When Sabrina Patterson didn’t stop by to pick up her two children for Halloween, her family knew something was definitely wrong.
It was Oct. 31, 2010, and none of the family had heard from Patterson in a couple of days. Every attempt to reach her came up empty.
“She was nowhere to be found,” Denise Murphy said of her sister.
Her sister had been in an on-again, off-again relationship with Fred Prosser. Murphy described it as an unhealthy relationship and dangerous. In fact the last time she had talked with her sister they had a huge fight about her getting back into a relationship with him.
Murphy couldn’t help but wonder if he was responsible for her disappearance. On Nov. 1 it was discovered that he too was missing. Nov. 4 he was found in his parents’ home.
“I was praying for any outcome other than the one that was weighing on my heart,” Murphy said. But when Prosser was found her fears only worsened.
She and others began searching for Patterson. On Nov. 6 while searching property a few kilometres away from Prosser’s home, a man located Patterson’s body wrapped in garbage bags in a wooded area near Shaw Road. Murphy was not far away, but is thankful she was spared the gruesome discovery.
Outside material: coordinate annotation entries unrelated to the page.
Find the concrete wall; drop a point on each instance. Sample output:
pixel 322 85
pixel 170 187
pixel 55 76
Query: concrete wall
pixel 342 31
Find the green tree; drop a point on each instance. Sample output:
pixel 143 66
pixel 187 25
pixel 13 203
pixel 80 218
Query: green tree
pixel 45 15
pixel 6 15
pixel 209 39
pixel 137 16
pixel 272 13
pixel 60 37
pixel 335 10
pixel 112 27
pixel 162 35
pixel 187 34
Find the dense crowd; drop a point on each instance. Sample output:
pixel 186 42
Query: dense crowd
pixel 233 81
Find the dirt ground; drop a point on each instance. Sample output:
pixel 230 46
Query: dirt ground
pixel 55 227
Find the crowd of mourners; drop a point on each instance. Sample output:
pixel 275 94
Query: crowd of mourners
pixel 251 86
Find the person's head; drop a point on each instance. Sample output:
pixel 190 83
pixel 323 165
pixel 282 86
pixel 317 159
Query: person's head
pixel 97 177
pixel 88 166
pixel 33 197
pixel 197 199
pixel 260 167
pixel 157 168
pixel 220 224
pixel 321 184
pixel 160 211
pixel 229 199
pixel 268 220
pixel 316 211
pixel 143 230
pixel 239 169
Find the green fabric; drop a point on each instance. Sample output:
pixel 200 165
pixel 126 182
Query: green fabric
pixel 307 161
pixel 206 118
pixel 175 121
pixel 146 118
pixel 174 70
Prosser would later be charged with first-degree murder and two counts of sexual assault.
Murphy spoke to students at Northumberland Regional High School on Wednesday on the anniversary of the death of 14 women at l' École Polytechnique de Montréal. The day is now known as the National Day of Remembrance and Action on Violence Against Women.
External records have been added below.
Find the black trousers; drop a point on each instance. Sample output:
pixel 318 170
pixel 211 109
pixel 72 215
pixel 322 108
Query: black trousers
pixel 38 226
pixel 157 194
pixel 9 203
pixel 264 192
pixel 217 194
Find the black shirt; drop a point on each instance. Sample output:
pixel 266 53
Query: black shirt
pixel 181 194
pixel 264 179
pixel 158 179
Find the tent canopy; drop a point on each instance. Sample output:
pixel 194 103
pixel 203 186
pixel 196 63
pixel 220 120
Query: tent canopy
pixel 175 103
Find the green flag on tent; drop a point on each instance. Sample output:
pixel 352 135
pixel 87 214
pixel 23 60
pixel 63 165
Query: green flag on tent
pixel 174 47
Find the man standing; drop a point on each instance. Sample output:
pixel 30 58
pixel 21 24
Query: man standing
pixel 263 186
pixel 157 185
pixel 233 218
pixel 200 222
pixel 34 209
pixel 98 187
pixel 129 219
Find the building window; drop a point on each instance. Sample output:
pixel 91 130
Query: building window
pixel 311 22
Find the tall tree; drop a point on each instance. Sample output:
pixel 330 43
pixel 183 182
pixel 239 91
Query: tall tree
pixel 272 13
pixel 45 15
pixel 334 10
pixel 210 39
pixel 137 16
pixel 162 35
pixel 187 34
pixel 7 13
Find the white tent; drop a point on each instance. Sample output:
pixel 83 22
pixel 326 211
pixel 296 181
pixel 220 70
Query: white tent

She talked to the students about how domestic violence impacts not only the one in the relationship with the abuser but has a ripple effect. She still struggles with fears and post-traumatic stress as a result of her sister’s death.
Murphy also talked about how abuse can take different forms. She said a few years after Patterson’s death she found herself in an emotionally abusive relationship.
“It can happen to anyone,” she said.
She has turned the loss into motivation though and she and her family have helped raise thousands of dollars to help women who are victims of domestic violence, in honour of Patterson.
“I as well as friends and family consider it our personal mission to keep Sabrina’s memory alive, to be her voice and to keep her from simply becoming a statistic,” Murphy said. “She wouldn’t want that.”